Neben der »mathematischen Schokoladenhülle« bediente sich auch die Firma Dr. Glettler in den zwanziger Jahren des vorigen Jahrhunderts für seinen als überaus gesund gepriesenen »Fruchtkaffee« einer solchen Werbebeigabe: Die Verpackung war mit einer 1x1-Rechenscheibe versehen.

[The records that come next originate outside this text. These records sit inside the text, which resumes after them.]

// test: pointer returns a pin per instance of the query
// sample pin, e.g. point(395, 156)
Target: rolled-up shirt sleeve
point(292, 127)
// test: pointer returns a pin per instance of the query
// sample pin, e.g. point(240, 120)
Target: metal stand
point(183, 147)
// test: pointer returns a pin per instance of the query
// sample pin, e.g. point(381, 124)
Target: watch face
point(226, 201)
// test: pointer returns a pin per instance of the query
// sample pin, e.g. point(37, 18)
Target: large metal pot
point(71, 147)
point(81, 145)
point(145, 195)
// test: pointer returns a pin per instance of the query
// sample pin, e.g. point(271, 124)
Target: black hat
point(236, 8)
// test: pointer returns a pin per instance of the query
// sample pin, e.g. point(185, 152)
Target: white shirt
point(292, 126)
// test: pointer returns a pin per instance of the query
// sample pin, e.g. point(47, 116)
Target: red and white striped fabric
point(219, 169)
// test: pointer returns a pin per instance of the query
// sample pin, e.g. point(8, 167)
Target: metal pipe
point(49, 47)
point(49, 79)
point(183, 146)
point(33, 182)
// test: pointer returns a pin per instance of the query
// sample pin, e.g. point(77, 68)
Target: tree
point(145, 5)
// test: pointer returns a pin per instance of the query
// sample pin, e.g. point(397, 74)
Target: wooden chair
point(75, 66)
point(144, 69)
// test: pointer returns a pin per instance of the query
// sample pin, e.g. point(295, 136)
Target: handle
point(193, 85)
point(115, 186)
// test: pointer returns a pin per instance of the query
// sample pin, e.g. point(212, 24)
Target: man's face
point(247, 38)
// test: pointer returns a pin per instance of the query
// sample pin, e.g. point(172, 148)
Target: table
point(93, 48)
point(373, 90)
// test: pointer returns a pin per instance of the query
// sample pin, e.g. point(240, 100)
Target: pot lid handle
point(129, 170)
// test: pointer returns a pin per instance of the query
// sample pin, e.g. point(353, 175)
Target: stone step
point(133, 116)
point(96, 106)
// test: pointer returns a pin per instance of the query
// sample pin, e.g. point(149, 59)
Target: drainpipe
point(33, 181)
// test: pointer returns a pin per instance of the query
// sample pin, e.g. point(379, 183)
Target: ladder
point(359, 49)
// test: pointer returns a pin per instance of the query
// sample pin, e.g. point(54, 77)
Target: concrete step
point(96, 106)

Ob diese originellen »Erfindungen« mehr oder weniger hilfreich waren - Hans Schumacher zuckt mit den Schultern. Eines weiß er aber aus Erfahrung: Wenn er historischen Unterricht, zumeist für Kinder des dritten Schuljahres, im Schulmuseum hält, dann benutzt er gern den »Apfel«. »Dieses Gerät ist wunderbar, um den Kleinen das Bruchrechnen beizubringen.«
Aber auch moderne Rechengeräte sind zu sehen: Addiermaschinen fürs Büro, Hilfemittel für die Mengenlehre etwa oder der erste kleine Taschenrechner von Texas Instruments. Die Ausstellung ist jeweils dienstags geöffnet von 15 bis 19 Uhr sowie nach telefonischer Anmeldung unter der Rufnummer 05209/2783.